I can't find any relevant textbooks and the lecture slides i have a very vague to go off from.
I've attached an image, and this my attempt.

I'd like to add, in my notes the lecturer used an example feedback loop and had an error signal.

I am not sure if that would always be included or not?

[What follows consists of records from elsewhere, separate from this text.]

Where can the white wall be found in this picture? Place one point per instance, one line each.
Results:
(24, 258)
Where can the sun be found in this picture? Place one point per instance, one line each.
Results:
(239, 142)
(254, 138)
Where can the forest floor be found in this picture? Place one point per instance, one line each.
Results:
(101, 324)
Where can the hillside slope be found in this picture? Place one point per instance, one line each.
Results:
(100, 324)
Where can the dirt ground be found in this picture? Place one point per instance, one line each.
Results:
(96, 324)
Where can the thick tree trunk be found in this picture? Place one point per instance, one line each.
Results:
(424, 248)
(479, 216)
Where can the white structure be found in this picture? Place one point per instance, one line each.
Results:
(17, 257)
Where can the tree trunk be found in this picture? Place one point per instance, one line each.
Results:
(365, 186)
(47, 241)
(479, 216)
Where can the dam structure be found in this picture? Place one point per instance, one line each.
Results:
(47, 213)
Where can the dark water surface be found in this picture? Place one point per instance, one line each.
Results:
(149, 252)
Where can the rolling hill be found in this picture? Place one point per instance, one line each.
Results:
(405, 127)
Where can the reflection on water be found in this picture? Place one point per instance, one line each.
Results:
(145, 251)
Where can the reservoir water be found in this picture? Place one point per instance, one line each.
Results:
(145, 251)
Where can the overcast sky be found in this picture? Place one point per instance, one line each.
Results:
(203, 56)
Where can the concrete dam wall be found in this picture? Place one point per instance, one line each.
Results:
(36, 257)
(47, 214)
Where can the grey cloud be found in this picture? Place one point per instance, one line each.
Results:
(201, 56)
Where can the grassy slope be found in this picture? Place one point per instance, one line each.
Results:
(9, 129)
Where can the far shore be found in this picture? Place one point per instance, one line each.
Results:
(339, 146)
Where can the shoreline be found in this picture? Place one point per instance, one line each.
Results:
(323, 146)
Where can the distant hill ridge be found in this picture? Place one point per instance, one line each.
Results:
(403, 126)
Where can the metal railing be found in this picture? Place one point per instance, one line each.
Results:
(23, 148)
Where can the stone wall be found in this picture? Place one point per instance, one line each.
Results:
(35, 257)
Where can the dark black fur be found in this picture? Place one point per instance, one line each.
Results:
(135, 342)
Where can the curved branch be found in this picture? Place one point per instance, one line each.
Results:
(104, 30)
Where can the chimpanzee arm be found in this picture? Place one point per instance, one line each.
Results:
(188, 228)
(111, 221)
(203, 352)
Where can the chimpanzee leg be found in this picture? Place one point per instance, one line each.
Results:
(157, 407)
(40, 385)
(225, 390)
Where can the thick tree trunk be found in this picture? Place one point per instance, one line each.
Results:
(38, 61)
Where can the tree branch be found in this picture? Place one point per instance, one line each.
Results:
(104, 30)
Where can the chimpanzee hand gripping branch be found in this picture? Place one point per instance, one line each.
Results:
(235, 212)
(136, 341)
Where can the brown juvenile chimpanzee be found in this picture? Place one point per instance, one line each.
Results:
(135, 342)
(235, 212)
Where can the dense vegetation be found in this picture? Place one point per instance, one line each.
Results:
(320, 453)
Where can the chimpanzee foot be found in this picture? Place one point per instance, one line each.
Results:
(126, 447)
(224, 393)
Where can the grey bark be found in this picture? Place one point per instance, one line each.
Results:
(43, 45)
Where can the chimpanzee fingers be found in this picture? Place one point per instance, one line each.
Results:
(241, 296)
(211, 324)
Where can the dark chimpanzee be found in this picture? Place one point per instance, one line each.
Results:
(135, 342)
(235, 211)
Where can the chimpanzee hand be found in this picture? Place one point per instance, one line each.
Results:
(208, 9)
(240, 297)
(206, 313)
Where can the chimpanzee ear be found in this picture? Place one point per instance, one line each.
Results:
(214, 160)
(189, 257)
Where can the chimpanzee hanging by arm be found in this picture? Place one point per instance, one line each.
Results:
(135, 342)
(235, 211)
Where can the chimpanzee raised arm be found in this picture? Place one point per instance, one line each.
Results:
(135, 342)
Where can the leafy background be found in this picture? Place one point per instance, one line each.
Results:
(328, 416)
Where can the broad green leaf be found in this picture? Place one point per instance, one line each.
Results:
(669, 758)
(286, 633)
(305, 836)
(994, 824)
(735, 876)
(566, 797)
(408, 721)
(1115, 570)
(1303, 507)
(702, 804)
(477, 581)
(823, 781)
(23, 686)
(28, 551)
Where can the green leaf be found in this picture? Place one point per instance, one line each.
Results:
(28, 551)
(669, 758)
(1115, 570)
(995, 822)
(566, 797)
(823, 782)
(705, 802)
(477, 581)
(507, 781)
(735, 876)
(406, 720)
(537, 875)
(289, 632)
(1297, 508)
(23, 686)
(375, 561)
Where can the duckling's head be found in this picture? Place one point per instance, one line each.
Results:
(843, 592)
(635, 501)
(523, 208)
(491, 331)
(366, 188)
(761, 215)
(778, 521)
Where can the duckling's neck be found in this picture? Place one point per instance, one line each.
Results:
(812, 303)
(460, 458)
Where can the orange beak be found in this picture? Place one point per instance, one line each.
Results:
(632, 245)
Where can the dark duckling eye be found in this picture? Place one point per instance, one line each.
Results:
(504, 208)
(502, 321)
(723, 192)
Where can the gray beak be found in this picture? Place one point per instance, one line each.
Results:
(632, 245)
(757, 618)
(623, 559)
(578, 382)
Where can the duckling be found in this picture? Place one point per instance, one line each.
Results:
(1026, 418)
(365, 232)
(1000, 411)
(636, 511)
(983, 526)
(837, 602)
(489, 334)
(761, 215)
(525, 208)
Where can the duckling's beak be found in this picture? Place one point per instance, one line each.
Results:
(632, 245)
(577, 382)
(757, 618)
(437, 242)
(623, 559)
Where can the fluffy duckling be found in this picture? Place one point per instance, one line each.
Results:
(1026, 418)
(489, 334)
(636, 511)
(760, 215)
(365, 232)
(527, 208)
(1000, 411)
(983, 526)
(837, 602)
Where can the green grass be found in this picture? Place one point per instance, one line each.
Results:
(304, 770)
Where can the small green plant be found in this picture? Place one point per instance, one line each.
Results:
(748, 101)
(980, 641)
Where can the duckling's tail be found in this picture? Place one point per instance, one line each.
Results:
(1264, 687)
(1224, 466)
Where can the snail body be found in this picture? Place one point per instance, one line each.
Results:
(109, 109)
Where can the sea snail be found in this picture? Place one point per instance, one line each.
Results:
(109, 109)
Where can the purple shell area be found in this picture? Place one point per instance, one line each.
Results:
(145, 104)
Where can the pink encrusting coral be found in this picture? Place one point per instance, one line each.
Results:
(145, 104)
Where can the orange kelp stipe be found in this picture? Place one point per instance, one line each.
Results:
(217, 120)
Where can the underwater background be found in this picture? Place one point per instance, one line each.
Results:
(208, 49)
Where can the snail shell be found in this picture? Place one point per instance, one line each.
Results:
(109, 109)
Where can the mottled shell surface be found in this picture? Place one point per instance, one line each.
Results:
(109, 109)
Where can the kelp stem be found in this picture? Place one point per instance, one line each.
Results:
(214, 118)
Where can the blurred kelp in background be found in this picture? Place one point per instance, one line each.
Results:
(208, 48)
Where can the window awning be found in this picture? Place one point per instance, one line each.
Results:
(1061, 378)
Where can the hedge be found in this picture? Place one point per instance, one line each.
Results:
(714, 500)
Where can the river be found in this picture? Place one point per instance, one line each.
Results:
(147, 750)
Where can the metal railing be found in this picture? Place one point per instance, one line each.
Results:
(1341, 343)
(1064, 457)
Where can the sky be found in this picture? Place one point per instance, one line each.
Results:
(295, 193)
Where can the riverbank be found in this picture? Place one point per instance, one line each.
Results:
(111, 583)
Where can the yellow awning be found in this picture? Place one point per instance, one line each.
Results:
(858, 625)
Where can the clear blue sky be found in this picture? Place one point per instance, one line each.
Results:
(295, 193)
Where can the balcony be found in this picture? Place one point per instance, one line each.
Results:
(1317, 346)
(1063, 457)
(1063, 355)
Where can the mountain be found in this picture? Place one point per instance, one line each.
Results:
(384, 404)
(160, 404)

I have no idea what branch mathematics this falls under, what it is for etc so it's been really hard for me to read up on. if anyone could give me guidance in regards to these issues that would also be greatly appreciated.

anyway so ill skip ahead to my attempt at this question.

the output we are looking for is $Y(Z)$

I split the inputs into 3 components,
letting
$Y_1(Z)$ = $H_2(Z)H_1(Z)$
$Y_2(Z)$ = $H_4(Z)H_3(Z)H_1(Z)$
$Y_3(Z)$ = $H_5(Z)$

$Y(Z) = Y_3(Z) + Y_1(Z) - Y_2(Z)$

which i would just expand and simplify from there?

Is this correct, I am quite lost on this topic.

any help is greatly appreciated.

Hi nacho,

The proper place is Other Advanced Topics, since it doesn't require advanced math, and it doesn't fit in any of the regular math categories.
I have moved this thread there.

Your deduction is correct and there is nothing useful to simplify.

I am a little confused by your notation of $Y(Z)$ and $H_1(Z)$.
It seems to me this should be just $Y$ respectively $H_1$, which represent the z-transforms of $y$ respectively the filter corresponding to $H_1$.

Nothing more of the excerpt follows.